So in teenage boys, sleep patterns can switch. This applies less to girls; they are typically more set
in their routines. Like with everything, there are exceptions of course.

We’ve always know that something special goes on when we sleep. We may know the old adage-
‘early to bed, early to rise’ , but actual chemical reactions in the brain and their relation to how
they improve learning when asleep have only been identified as recently as 2008 in the Academy
of Neuroscience in Chicago.

The scientists in Chicago identified in the brain a chemical called acetycholine. Acetycholine is
involved in a process called synaptic plasticity. Synaptic plasticity is the model which challenges
the idea that the brain grows in childhood, develops in teenage years and then you’re left with a
final model as an adult.

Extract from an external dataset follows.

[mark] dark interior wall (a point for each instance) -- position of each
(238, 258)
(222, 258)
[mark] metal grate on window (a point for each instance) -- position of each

Synaptic plasticity indicates that your brain can continue to develop and
grow in different ways as an adult; in short, that you can teach an old dog new tricks.

Acetycholine is a chemical which is released into the brain which not only enables the brain to
develop and make new connections and new pathways between synapses but it is also connected
to something called long-term potentiation.

Effectively, long-term potentiation increases your brain muscles

A muscle analogy for long-term potentiation would be that we could learn to create a better tennis
stroke perhaps, by practising day in, day out on the court, and certain muscles would grow and
develop to allow that to happen, but in addition you need to develop your body so that you can not
only learn one new stroke, but 10 new strokes.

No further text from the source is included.